What will 20,000 active contributors do?

There were about 2,000 people who went to the 2013 Summit. One of Mozilla’s goals this year is to increase the size of the community by 10 times. That means if we have a Summit in 2015 there could be 20,000 active contributors attending.

Photo by Marcia Knous
Photo by Marcia Knous

One question that is worth talking more about is what will these 20,000 active contributors be doing? That is something that the Community Building team has been spending the last few months looking into.

We have been partnering with teams across Mozilla to help every project bring more contributors in. From those discussions, we’ve come up with a list of areas that have both high growth potential and align with our strategic goals.

  • Coding
  • Documentation
  • Engagement
  • Localization
  • Location Services
  • Privacy/Policy
  • QA
  • Support
  • User Research
  • Web Compatibility

This list will inform what contribution opportunities get placed where lots of people interested in Mozilla will see them, like the mozilla.org home page. There are many teams not on this list though that we’ll also be helping.

parnter_dashboard

To see all of the teams we’re supporting with their community building efforts, check out this dashboard. Let us know if there’s additional information you’d like to see. Also leave a comment or reach out to me directly if you’d like help bringing contributors into your project.

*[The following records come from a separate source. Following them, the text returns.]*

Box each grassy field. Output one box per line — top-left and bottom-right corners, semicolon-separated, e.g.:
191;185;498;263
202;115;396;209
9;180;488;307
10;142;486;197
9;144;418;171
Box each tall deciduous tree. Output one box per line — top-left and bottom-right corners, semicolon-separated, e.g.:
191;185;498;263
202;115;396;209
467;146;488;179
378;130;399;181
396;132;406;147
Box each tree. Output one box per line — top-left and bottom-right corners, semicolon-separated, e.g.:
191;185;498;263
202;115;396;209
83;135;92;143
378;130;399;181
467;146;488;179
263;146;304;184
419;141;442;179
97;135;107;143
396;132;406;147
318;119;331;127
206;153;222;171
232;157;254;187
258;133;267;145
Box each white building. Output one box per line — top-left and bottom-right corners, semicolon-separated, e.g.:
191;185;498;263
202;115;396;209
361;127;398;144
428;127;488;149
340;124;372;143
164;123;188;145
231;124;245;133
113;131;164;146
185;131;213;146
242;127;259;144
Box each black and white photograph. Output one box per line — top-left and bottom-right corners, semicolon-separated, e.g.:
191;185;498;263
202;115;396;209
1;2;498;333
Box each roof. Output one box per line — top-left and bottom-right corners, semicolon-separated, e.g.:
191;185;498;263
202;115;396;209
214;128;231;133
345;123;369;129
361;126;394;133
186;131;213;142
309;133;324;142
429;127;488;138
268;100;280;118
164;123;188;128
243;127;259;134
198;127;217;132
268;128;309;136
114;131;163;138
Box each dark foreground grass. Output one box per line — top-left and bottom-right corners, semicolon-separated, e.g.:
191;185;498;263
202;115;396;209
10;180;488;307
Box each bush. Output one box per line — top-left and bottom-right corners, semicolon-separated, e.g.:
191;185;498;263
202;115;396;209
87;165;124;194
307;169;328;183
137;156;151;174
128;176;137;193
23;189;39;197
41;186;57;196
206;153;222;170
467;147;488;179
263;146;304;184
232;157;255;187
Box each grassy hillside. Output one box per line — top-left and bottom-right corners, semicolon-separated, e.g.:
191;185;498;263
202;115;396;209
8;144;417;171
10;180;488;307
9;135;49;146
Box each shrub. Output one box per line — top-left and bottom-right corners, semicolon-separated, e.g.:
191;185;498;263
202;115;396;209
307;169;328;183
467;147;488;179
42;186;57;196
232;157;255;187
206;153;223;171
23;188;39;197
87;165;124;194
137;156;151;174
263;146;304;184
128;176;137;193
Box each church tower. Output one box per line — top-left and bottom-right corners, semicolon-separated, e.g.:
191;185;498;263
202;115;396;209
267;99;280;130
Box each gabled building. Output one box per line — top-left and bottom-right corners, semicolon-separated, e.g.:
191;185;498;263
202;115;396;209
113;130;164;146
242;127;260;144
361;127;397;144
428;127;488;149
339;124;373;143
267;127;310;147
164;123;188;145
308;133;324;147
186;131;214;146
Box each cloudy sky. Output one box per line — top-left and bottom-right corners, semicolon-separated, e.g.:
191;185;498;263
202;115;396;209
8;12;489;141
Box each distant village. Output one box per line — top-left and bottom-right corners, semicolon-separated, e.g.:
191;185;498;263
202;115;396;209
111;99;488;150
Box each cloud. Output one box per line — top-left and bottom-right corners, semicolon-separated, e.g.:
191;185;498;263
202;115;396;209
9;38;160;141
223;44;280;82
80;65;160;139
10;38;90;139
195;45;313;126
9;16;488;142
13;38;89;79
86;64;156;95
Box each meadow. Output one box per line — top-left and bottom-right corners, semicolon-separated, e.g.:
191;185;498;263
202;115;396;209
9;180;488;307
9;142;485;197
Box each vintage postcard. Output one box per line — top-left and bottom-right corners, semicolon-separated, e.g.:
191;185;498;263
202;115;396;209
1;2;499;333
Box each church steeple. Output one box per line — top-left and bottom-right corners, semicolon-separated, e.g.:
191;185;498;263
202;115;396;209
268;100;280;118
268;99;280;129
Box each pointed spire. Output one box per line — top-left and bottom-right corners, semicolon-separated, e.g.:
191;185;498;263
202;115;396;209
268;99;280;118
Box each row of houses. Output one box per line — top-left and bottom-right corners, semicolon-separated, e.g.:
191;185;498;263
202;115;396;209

6 thoughts on “What will 20,000 active contributors do?

  1. Of course I totally support this set of areas for growth – and,I think it is important to talk about what we mean by these things – and the role which education plays in many of them – and in other core initiatives of the project’s growth such as Web Literacy/WebMaker. I’d love to see us break these out and do a focused blog or other writing piece about each (yes, I’m offering to help). In the realm of policy, to understand more about what we mean there, I’d direct people’s attention to today’s work of a team of Mozillians both staff and volunteer, working on Net Neutrality: https://blog.mozilla.org/netpolicy/2014/05/05/protecting-net-neutrality-and-the-open-internet/

  2. David, you keep saying in various places that coding is an area with high growth potential, and I strongly disagree. Right now we’re focused on increasing Firefox conding contributions from 150 per release to 300 per release. Getting to 500 per release would put great strain on our system and will take a year or more. We’re still constrained by Brook’s law (http://en.wikipedia.org/wiki/Brooks%27s_law), no matter whether people are volunteers or employees.

    In order to get 20,000 active contributors this year, you need to focus on activities which require much less technical expertise, are accessible to a larger population, and require a smaller up-front time commitment.

    1. Benjamin, I agree with your points and that list leaves out a lot of the details about each area. I think improving the dashboard and including these details there will give us a good resource for having informed discussions about where we focus community growth.

      So, in terms of growth potential there are definitely some different degrees of growth. So for example, QA may be able to grow by 1000s of contributors, but coding maybe only by 100s. Both of those groups are growing more than other parts of the project that may just bring in a small handful of contributors this year.

      I also hear what you say about there being inherent limits to the numbers of coding contributors that can work on any one project, such as desktop Firefox. There are many projects though that people could contribute to — Firefox OS, Rust, etc. If we create an effective coding contribution pathway, we can use that to connect people to a range of different opportunities.

      And lastly, we definitely do want to focus on opportunities that require a small up-front time commitment. We also need to spend some time and energy on contribution opportunities that the project needs, regardless of how easy or hard the onboarding process might be. I think the list of focus areas here offers a range of pathways that cover both easier and harder commitments.

  3. Larissa, I agree that breaking these out and providing more details about each would be great. There is a lot of interesting information to share about every partnership and it would be good to have more people see those details. Happy to hear your thoughts about the best way to do that.